In the intervening years since their last album, the band’s name has remained widely circulated in country music circles — often in the context of warning, fear, and hesitation to politicize. It’s hard to forget a backlash so severe it has its own History Channel page, and their 2003 blacklisting in many ways set the stage for an undercurrent in the world of country music that persists today. Some stars (like Maines’ sometime rival Toby Keith) have overcorrected to the extreme, glorifying a hazily defined-but-aggressive commitment to the Stars and Stripes. But country artists who fall further to the left on the political spectrum have been daunted against speaking their minds; even the unfailingly popular Taylor Swift held her progressive beliefs back for a long time in large part due to the notoriety of what The Chicks have had to face.
The willingness to be outspoken is always urgent and necessary, and this summer feels like a particularly fitting time for the return of The Chicks’ raw, coordinated, galvanizing power. Their new album is anticipated to be personal and powerful, an expectation bolstered by its latest single, “March March”, which gravely indicts the US’s rampant gun violence and indifference toward climate change, as well as the Trump administration’s lack of transparency and troubling handling of conversations about abortion and reproductive health. The accompanying music video highlights footage of protests playing out across history, including the current ones against police brutality, and includes a long list of Black victims of police brutality that plays out for over a minute. The video concludes with a list of several social justice organizations to support.

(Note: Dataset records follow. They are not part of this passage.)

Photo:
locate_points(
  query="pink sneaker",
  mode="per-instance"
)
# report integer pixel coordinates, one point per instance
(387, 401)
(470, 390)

Not much else is known about the new album, but we do know it will see The Chicks collaborating with Jack Antonoff, the Bleachers star who’s lent his producing talents to some of the past few years’ most dazzling pop albums, including works by Taylor Swift, Lana del Rey, St. Vincent, Lorde, and Kevin Abstract.
The band’s initial success, both in commercial popularity and on award stages, was astronomical, and it all happened within barely a 10-year timespan — which may be what makes the past 14 years feel like such a long time. But The Chicks haven’t stopped doing what they love, both within music and outside of it — and they haven’t stopped doing it their own way, either.
The title track from their last album, “The Long Way Around”, came only a few years after “Long Time Gone”, and it touches on similar themes: “I never seem to do it like anybody else/ Maybe someday, someday I’m gonna settle down/ If you ever want to find me, I still can be found/ Taking the long way/ Taking the long way around.” It’s an honorable message and one to which they’ve held true — that they’re constantly on their own roads, following their own journeys, whether we’re closely monitoring those journeys or not.
Gaslighter feels poised to reestablish this presence. A brief statement on The Chicks’ new website reads, “We want to meet this moment,” and one line from “March March” — “Half of you love me, half already hate me” — suggests that they remain indifferent to any concerns for reputation. They’re here for real action, and they’re here to stay.
The Chicks belong wherever they decide they want to belong, whether off the beaten track or in the center of the spotlight — and from gold albums to death threats, they’re a band that knows a thing or two about the spotlight. If there’s one other thing that feels clear about their re-entrance with Gaslighter, it’s that the spotlight is more than ready to welcome them back.